The story concerns the Federal Trade Commission in the U.S., which has appealed to the U.S. Supreme Court to rule on what has been termed “pay for delay.” The practice involves brand-name drug companies paying generic manufacturers to keep their low-cost alternative medications off the market.
A patent on a new medication typically lasts for 20 years in both Canada and the U.S.; however, having a patent does not necessarily imply that the company always has exclusive rights to the manufacture of the product. Frequently, generic manufacturers will challenge patent claims, and often do succeed in gaining approval to produce their cheaper generic equivalents. Sometimes, though, the cost of the potential litigation will motivate both companies to come to a settlement where the generic manufacturer is paid to keep its product off the market for a set number of years; hence the term pay-for-delay.
The practice is apparently quite common and is allowed according to a loophole in the 1984 Drug Price Competition and Patent Term Restoration Act. The FTC has challenged this practice on the grounds that it violates anti-competition laws. It is suing the company Actavis for the payment it received from Solvay Pharmaceuticals, the makers of a testosterone gel for men called Androgel, in exchange for agreeing not to sell its generic version of the testosterone gel. The case has now made it to the Supreme Court, and it is unclear how the court will rule.
The ruling has the potential to dramatically affect the availability of generic medications, as well as future health-care costs.
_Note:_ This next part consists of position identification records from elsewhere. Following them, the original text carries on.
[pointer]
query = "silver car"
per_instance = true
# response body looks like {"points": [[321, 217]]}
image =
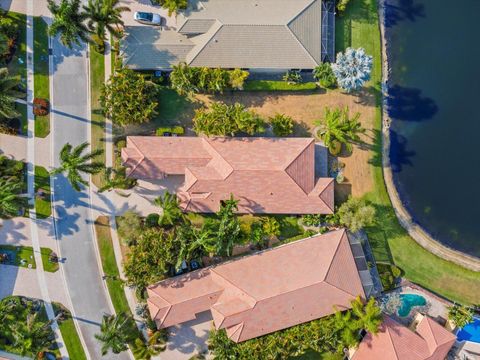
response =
{"points": [[147, 18]]}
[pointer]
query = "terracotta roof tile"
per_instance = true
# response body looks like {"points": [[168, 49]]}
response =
{"points": [[267, 291], [267, 175]]}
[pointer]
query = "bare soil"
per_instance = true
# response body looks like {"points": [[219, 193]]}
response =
{"points": [[306, 109]]}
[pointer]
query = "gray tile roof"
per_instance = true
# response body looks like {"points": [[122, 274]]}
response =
{"points": [[269, 34]]}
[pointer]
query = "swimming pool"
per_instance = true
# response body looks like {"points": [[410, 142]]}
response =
{"points": [[409, 301], [470, 332]]}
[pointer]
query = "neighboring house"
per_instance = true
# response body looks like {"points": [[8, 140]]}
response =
{"points": [[266, 175], [264, 292], [251, 34], [429, 341]]}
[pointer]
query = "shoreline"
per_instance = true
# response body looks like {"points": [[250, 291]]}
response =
{"points": [[405, 219]]}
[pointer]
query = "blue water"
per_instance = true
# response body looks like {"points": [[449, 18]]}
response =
{"points": [[409, 301], [434, 99], [470, 332]]}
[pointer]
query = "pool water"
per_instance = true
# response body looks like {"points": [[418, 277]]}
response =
{"points": [[409, 301], [470, 332]]}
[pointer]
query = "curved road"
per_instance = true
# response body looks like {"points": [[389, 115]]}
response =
{"points": [[70, 122]]}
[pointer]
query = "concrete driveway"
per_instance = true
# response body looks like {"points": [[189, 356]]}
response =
{"points": [[145, 6]]}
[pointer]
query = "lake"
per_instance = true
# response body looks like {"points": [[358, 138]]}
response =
{"points": [[434, 100]]}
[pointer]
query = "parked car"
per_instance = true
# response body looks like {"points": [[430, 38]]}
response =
{"points": [[147, 18]]}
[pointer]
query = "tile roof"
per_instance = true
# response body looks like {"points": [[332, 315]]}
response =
{"points": [[267, 175], [266, 291], [268, 34], [396, 342]]}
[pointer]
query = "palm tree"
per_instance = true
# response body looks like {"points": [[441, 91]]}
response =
{"points": [[8, 94], [171, 208], [338, 128], [116, 331], [105, 15], [74, 163], [68, 21], [11, 199]]}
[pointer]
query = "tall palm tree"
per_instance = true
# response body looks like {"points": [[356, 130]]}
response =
{"points": [[105, 15], [68, 21], [8, 94], [338, 128], [11, 199], [171, 208], [116, 331], [73, 163]]}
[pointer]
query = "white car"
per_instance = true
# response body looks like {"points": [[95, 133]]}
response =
{"points": [[147, 18]]}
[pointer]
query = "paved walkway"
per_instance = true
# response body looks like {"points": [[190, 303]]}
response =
{"points": [[41, 277]]}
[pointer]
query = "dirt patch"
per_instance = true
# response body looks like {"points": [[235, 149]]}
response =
{"points": [[305, 109]]}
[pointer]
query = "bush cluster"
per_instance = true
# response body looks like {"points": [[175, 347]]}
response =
{"points": [[190, 80], [227, 120]]}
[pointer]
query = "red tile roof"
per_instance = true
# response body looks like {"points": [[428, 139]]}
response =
{"points": [[267, 175], [396, 342], [264, 292]]}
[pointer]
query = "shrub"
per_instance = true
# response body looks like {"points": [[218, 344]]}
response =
{"points": [[324, 75], [189, 80], [282, 125], [178, 130], [227, 120], [41, 107], [152, 220], [128, 98], [292, 77], [355, 214], [342, 5]]}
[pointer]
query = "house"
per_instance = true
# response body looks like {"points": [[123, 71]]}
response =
{"points": [[266, 175], [264, 292], [251, 34], [429, 341]]}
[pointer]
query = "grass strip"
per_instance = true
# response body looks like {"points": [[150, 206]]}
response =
{"points": [[270, 85], [359, 27], [109, 265], [43, 206], [97, 79], [70, 335], [41, 72]]}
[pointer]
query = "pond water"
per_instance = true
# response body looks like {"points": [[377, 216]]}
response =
{"points": [[433, 98]]}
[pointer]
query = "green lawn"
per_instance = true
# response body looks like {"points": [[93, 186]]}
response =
{"points": [[97, 79], [41, 78], [109, 265], [70, 335], [390, 242], [270, 85], [42, 204], [25, 253], [18, 64]]}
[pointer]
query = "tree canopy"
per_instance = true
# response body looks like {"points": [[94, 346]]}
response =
{"points": [[129, 98]]}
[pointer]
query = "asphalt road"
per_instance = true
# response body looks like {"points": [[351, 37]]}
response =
{"points": [[74, 229]]}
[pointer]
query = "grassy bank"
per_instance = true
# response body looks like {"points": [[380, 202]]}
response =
{"points": [[41, 72], [97, 79], [43, 205], [70, 335], [270, 85], [109, 265], [359, 27]]}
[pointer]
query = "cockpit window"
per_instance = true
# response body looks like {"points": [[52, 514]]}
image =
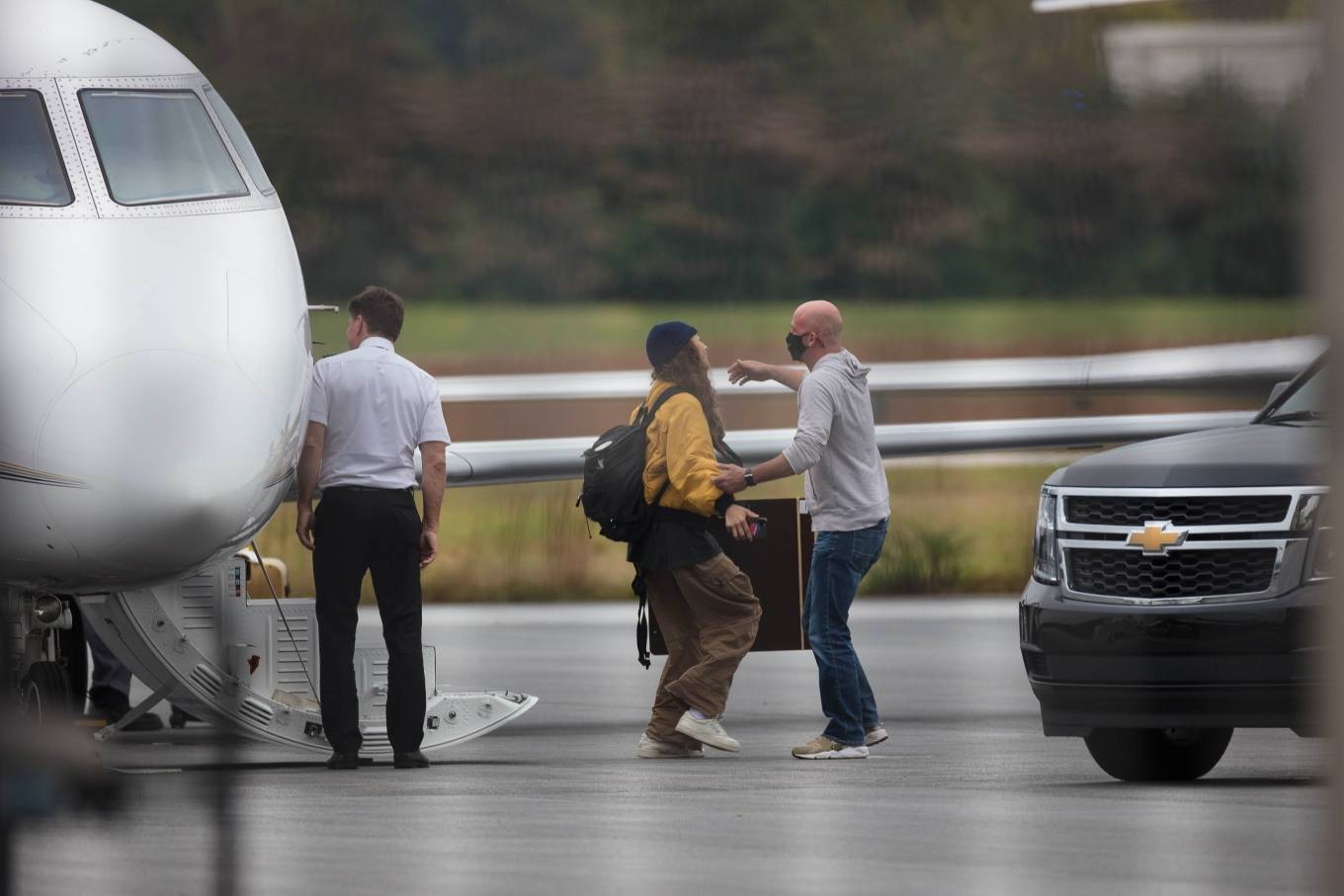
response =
{"points": [[31, 172], [238, 137], [159, 146]]}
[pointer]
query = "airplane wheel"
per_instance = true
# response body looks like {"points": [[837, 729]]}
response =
{"points": [[1157, 754], [44, 693]]}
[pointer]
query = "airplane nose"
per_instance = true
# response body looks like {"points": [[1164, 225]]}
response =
{"points": [[161, 440]]}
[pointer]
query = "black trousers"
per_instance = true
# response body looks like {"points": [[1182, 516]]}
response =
{"points": [[376, 530]]}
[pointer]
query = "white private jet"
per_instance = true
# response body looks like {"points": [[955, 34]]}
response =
{"points": [[155, 367]]}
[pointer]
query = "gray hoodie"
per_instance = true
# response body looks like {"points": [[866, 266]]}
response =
{"points": [[837, 448]]}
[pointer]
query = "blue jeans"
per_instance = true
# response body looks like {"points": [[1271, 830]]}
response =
{"points": [[839, 563]]}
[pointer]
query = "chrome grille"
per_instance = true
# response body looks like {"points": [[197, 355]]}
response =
{"points": [[1221, 510], [1180, 574]]}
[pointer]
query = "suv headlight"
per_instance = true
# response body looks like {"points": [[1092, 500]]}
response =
{"points": [[1046, 545], [1320, 558]]}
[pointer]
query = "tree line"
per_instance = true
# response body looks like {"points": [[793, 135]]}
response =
{"points": [[589, 149]]}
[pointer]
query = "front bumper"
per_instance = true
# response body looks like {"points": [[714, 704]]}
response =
{"points": [[1219, 665]]}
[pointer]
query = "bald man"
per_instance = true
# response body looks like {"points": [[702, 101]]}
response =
{"points": [[846, 486]]}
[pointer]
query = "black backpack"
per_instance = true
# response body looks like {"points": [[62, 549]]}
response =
{"points": [[613, 477]]}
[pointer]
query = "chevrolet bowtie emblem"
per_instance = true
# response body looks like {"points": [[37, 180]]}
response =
{"points": [[1154, 537]]}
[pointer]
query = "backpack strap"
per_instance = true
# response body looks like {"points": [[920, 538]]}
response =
{"points": [[641, 592], [646, 415]]}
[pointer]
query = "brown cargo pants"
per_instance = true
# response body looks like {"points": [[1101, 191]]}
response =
{"points": [[709, 618]]}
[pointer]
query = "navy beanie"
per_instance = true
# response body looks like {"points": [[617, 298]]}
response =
{"points": [[667, 340]]}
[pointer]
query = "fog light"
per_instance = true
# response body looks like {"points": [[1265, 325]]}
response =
{"points": [[47, 611]]}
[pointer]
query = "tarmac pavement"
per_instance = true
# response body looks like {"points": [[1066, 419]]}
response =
{"points": [[966, 797]]}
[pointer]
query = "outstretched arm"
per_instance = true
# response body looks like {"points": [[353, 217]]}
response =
{"points": [[758, 372]]}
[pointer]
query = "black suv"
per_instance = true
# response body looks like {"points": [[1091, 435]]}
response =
{"points": [[1175, 589]]}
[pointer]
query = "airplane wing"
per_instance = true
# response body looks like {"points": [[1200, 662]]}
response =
{"points": [[549, 459], [1230, 365]]}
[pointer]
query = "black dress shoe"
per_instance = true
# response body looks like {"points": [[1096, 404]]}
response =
{"points": [[343, 761], [410, 761]]}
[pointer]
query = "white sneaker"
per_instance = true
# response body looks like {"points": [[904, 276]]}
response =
{"points": [[650, 749], [708, 731], [823, 747]]}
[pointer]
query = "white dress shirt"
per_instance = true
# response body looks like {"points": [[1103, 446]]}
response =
{"points": [[377, 407]]}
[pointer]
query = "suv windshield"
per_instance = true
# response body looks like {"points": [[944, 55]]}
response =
{"points": [[1303, 403], [31, 172], [159, 146]]}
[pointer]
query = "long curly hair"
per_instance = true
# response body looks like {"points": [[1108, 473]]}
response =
{"points": [[690, 372]]}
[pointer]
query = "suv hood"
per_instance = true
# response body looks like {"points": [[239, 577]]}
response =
{"points": [[1240, 455]]}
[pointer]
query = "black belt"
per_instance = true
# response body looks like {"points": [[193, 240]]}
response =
{"points": [[365, 489], [682, 518]]}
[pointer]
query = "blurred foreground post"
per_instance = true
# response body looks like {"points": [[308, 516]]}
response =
{"points": [[1327, 284]]}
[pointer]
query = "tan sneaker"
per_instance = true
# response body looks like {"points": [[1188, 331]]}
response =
{"points": [[650, 749], [823, 747], [708, 731]]}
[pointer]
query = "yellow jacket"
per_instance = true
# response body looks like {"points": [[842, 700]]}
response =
{"points": [[679, 448]]}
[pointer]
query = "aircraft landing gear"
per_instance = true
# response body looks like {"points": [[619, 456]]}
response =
{"points": [[44, 692]]}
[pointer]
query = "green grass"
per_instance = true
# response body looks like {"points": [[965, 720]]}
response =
{"points": [[460, 331], [964, 529]]}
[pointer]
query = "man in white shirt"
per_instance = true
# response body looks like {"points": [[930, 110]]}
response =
{"points": [[369, 410]]}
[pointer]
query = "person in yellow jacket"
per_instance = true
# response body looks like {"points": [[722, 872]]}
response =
{"points": [[703, 602]]}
However, despite the lower cost of generic options, public perception is an impediment to more widespread use of generic medications.
One survey showed that even though 56 per cent of Americans thought that generics should be more widely used, only 38 per cent said that they would prefer to take generics themselves. The discrepancy reflects a belief that generics are somehow less effective, although there is little evidence to support this view.
To be approved by Health Canada, a generic medication must contain the same medical ingredients as the brand-name medication (although it can differ in the non-medical ingredients). Its efficacy is tested using a bioequivalence study. This involves giving the generic and brand-name medications to a small number of healthy volunteers and measuring drug concentrations in the blood. The generic must attain drug concentrations that are 80 to 125 per cent of the brand-name medication, meaning no more than 20 per cent lower or 25 per cent higher. Most medications are approved in this manner; however, this method only assesses the biochemical properties of the medication, not its clinical efficacy. In fact, there are few studies that have compared generics to brand-name medications in a clinical setting.
As it happens, one Canadian study that has just been released online by the Canadian Journal of Cardiology provides new evidence on this issue.
A group from Western University in London, Ont., looked at generic and brand-name atorvastatin, which was marketed in Canada and the U.S. as Lipitor. The study looked at patients who were switched from brand-name Lipitor to generic atorvastatin when it became available, and compared them to those who remained on Lipitor.
The study found that there were no significant differences in their cholesterol levels after one month of follow-up. Although it would have been ideal if the study had followed patients for a longer period of time, and looked at more significant clinical end points, such as the incidence of heart attacks, it is still an important study in that it provides one of the few head-to-head comparisons between a brand-name drug and its generic equivalent.
It might take some time for the public to accept generic medications. Generics represent a major cost-savings for the health-care system and with the aging population, this will likely be a significant consideration in the coming years. Some people will still prefer to stay with brand-name meds, but now I can say with more confidence than ever that generic and brand-name drugs are equivalent.
Whether the U.S. Supreme Court will also see the value of generics remains to be seen. Sadly, they probably don’t read the Canadian Journal of Cardiology.
Christopher Labos is a cardiologist practising in Montreal. He was the 2012 winner of the Quebec Cardiology Association’s Young Researcher Award.